B. It must be purchased and is a subsidized medical policy.

Explanation: This statement is partially true. Medigap policies must be purchased, but they are not subsidized. Individuals pay private insurance companies for Medigap coverage to help pay for certain costs not covered by Original Medicare (Parts A and B).

C. It covers the costs of speech therapy.

Explanation: This statement is generally true. Medigap plans may cover part or all of the costs associated with Medicare-approved services, including speech therapy.

D. It covers medication costs.

Explanation: This statement is not entirely accurate. Medigap plans do not cover prescription drugs. Coverage for prescription medications is typically provided through Medicare Part D, which is a separate prescription drug coverage plan.


Question 9: View

The nurse is trying to improve the nutritional status of residents in the nursing home.
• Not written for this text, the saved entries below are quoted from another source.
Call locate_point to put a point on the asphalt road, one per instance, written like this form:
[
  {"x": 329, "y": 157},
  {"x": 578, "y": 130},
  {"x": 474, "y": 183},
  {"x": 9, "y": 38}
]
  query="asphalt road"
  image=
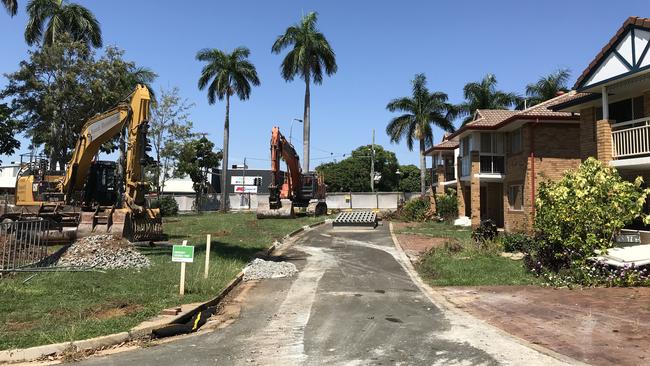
[{"x": 352, "y": 303}]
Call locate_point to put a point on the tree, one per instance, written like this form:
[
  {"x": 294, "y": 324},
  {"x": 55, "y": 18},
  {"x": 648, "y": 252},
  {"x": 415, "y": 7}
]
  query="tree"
[
  {"x": 548, "y": 87},
  {"x": 311, "y": 53},
  {"x": 11, "y": 6},
  {"x": 62, "y": 86},
  {"x": 351, "y": 174},
  {"x": 8, "y": 130},
  {"x": 197, "y": 159},
  {"x": 170, "y": 130},
  {"x": 484, "y": 95},
  {"x": 420, "y": 111},
  {"x": 50, "y": 19},
  {"x": 410, "y": 178},
  {"x": 225, "y": 75}
]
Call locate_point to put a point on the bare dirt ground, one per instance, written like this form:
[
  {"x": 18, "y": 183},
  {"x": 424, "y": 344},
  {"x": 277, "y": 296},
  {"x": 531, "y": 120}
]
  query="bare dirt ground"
[{"x": 600, "y": 326}]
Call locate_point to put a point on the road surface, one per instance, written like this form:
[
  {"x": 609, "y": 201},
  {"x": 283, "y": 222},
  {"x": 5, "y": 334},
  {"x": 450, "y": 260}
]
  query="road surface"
[{"x": 353, "y": 302}]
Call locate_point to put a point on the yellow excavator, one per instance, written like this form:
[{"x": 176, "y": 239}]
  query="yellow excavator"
[{"x": 85, "y": 195}]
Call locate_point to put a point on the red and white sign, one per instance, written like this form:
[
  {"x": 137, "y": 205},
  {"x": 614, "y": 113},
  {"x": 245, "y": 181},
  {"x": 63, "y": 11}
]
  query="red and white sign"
[{"x": 245, "y": 189}]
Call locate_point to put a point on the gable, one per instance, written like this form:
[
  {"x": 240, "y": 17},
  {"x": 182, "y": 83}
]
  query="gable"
[{"x": 624, "y": 56}]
Which recommendations should the nurse implement?

Explanation

B. Provide nutritious food according to the residents' expressed food preferences.

Explanation: Offering nutritious food based on residents' preferences can enhance their satisfaction with meals, making them more likely to eat and maintain adequate nutritional intake. Taking individual preferences into account helps create a more person-centered approach to nutrition.
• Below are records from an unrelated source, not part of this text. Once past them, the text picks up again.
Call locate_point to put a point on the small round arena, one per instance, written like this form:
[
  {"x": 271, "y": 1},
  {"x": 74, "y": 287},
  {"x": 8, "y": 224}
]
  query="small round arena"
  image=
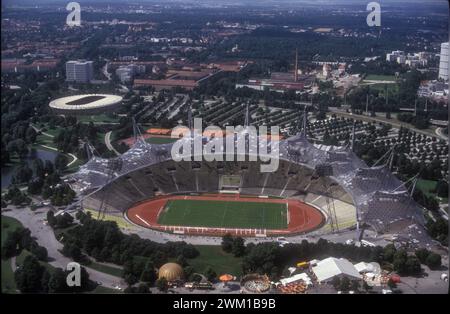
[{"x": 86, "y": 104}]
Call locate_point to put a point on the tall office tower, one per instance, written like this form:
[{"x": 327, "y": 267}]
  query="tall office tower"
[
  {"x": 443, "y": 64},
  {"x": 79, "y": 71}
]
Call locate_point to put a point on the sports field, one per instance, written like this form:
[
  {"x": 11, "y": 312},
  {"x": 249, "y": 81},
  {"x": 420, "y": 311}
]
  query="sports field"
[{"x": 224, "y": 214}]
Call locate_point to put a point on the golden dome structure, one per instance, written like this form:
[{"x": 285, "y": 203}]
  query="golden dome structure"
[{"x": 171, "y": 271}]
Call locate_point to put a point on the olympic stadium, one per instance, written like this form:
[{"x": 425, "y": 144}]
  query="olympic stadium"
[
  {"x": 85, "y": 104},
  {"x": 316, "y": 190}
]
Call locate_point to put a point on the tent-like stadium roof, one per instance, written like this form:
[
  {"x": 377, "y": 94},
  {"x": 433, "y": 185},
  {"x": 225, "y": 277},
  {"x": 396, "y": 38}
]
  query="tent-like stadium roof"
[
  {"x": 379, "y": 197},
  {"x": 330, "y": 267}
]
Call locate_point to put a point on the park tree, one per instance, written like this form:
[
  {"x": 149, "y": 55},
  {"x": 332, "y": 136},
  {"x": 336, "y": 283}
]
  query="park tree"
[
  {"x": 162, "y": 284},
  {"x": 238, "y": 247},
  {"x": 442, "y": 188},
  {"x": 149, "y": 273},
  {"x": 422, "y": 254},
  {"x": 210, "y": 274},
  {"x": 227, "y": 243},
  {"x": 399, "y": 261},
  {"x": 412, "y": 265},
  {"x": 433, "y": 261},
  {"x": 28, "y": 276},
  {"x": 57, "y": 282}
]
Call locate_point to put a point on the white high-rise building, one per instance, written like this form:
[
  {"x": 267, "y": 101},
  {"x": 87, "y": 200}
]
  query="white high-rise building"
[
  {"x": 443, "y": 64},
  {"x": 79, "y": 71}
]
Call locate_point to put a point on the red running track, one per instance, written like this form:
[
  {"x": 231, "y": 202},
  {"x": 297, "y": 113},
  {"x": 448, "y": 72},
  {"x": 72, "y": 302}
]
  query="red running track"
[{"x": 303, "y": 217}]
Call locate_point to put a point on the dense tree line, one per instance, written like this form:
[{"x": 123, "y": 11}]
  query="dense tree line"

D. Distribute "med-pass" nutritional supplements.

Explanation: Nutritional supplements may be beneficial for residents who have difficulty meeting their nutritional needs through regular meals. "Med-pass" supplements can be distributed with medications or as a separate supplement to enhance calorie and nutrient intake, especially for those with specific dietary requirements.

The other options are not recommended:

A. Develop a seating chart for the main dining room based on the unit to facilitate a more organized and efficient meal delivery.
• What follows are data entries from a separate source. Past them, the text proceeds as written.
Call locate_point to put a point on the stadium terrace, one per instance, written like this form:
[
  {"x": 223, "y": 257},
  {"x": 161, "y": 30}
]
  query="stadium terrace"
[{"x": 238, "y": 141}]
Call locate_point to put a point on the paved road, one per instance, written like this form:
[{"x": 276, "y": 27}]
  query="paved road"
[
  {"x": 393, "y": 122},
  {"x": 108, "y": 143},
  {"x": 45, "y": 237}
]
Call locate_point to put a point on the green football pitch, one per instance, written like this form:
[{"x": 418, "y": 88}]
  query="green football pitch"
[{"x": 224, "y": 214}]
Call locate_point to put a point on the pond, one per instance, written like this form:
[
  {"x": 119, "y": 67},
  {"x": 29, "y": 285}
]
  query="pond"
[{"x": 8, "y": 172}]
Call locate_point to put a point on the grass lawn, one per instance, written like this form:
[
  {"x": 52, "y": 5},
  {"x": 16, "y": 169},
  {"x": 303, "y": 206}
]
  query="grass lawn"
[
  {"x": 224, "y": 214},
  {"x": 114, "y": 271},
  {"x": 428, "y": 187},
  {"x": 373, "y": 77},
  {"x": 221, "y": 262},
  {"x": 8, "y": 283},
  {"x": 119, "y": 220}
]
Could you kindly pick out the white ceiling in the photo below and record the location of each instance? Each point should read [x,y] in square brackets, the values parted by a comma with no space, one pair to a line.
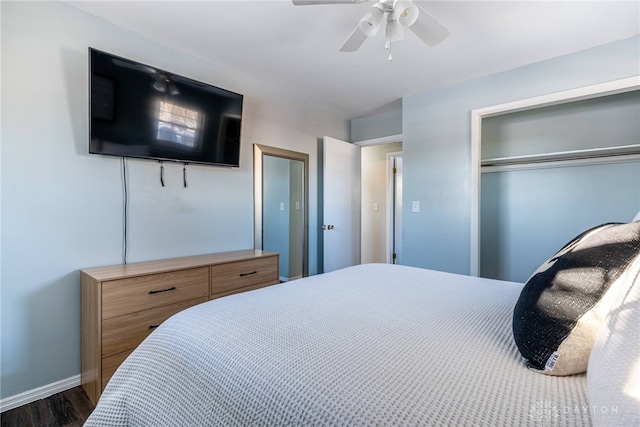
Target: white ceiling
[295,48]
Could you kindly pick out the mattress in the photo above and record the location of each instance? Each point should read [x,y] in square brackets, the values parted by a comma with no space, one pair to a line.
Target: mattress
[373,344]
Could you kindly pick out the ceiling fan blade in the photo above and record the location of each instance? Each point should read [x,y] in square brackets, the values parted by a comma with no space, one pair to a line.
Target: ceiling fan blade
[428,29]
[310,2]
[354,41]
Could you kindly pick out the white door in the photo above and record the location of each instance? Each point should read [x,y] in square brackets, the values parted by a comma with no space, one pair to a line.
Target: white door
[341,204]
[396,216]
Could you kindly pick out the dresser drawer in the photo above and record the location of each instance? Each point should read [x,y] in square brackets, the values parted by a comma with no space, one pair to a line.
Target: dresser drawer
[233,276]
[135,294]
[124,333]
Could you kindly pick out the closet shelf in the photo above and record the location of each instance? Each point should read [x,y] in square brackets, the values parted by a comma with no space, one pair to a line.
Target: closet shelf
[621,150]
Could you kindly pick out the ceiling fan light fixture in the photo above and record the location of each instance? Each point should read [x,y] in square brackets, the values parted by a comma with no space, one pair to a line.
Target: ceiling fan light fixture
[394,31]
[407,13]
[160,84]
[371,22]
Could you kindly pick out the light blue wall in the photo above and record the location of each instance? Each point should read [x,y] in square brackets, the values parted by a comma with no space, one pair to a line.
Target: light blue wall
[527,215]
[62,208]
[377,126]
[437,144]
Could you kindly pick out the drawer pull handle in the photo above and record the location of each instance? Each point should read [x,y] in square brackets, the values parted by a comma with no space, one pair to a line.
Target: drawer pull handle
[163,290]
[248,274]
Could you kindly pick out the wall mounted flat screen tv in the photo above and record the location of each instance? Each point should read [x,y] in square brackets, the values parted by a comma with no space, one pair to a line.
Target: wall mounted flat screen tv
[141,111]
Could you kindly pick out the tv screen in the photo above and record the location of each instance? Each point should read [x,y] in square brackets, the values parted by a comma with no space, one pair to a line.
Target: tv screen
[141,111]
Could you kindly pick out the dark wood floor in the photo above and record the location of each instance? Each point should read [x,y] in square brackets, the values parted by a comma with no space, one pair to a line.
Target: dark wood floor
[69,408]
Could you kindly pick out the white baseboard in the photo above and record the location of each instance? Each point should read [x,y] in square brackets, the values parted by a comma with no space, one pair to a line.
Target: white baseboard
[43,392]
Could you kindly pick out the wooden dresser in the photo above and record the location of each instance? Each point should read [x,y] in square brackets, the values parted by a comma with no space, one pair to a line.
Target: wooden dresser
[122,304]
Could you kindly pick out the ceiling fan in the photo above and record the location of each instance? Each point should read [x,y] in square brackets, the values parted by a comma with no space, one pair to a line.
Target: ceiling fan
[400,14]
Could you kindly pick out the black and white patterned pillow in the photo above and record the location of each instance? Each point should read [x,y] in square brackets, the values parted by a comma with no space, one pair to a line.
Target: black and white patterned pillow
[563,305]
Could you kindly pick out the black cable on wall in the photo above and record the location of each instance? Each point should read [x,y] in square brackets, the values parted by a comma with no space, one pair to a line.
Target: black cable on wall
[125,219]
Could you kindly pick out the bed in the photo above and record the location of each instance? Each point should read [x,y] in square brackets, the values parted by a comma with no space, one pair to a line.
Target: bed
[372,344]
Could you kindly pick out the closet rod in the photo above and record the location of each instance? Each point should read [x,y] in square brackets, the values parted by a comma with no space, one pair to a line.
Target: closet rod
[626,158]
[620,150]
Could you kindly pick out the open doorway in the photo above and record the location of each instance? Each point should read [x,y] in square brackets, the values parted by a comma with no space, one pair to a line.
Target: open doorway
[381,203]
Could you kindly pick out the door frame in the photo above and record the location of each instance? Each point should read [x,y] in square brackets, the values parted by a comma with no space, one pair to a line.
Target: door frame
[259,151]
[390,204]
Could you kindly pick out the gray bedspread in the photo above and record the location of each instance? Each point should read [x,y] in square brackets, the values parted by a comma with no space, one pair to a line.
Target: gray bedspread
[368,345]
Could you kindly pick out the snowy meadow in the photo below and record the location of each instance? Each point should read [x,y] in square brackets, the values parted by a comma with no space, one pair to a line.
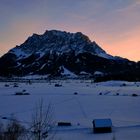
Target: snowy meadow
[78,102]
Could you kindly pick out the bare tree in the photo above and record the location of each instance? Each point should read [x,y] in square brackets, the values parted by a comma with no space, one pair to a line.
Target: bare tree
[13,130]
[42,121]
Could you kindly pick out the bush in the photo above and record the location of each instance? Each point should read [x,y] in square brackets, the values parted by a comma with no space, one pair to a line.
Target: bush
[134,95]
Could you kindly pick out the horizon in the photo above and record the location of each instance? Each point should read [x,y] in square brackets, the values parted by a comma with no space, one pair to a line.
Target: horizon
[113,25]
Explanation: While organization and efficiency are important, creating a seating chart based on the unit might not directly address the nutritional status of residents. Instead, focus should be on providing appetizing, nutritious meals and accommodating residents' preferences.

C. Replace the fluorescent lighting with candles at every table to create a cozy, restaurant-like atmosphere.

Explanation: While creating a pleasant dining environment is important, replacing fluorescent lighting with candles may not be practical or safe in a healthcare setting. Moreover, the emphasis should be on the nutritional content of the meals rather than the ambiance.


Question 10: View

An older client is being discharged from the hospital to a sub-acute unit. The client says to a nurse, "I am not sure I understand the difference between a sub-acute unit and a nursing home. Can you help me understand?" The nurse considers which of the following in formulating a response:

Explanation

A. Sub-acute care is more intensive than traditional nursing home care.

Explanation: Sub-acute care is generally more intensive and focused on providing specialized, short-term medical care and rehabilitation services. It is designed for individuals who require a higher level of care than what is typically provided in traditional nursing home settings.

B. Sub-acute care and nursing home care are identical.

Explanation: This statement is incorrect. Sub-acute care and nursing home care serve different purposes. Sub-acute care is typically provided for individuals recovering from acute medical conditions or surgeries, while nursing homes often cater to individuals with chronic illnesses or long-term care needs.

C. Sub-acute care is reimbursed by either Medicaid or private pay.

Explanation: This statement is not entirely accurate. Sub-acute care may be reimbursed by a variety of sources, including Medicare, private insurance, and, in some cases, Medicaid. The reimbursement sources can vary based on the specific circumstances and the services provided.

D. Professional nursing staff levels are the same as those in traditional nursing home settings.

Explanation: This statement is generally incorrect. Sub-acute care settings often have a higher ratio of skilled healthcare professionals, including nurses and therapists, compared to traditional nursing homes. This higher level of staffing is necessary to meet the more intensive medical and rehabilitation needs of sub-acute care patients.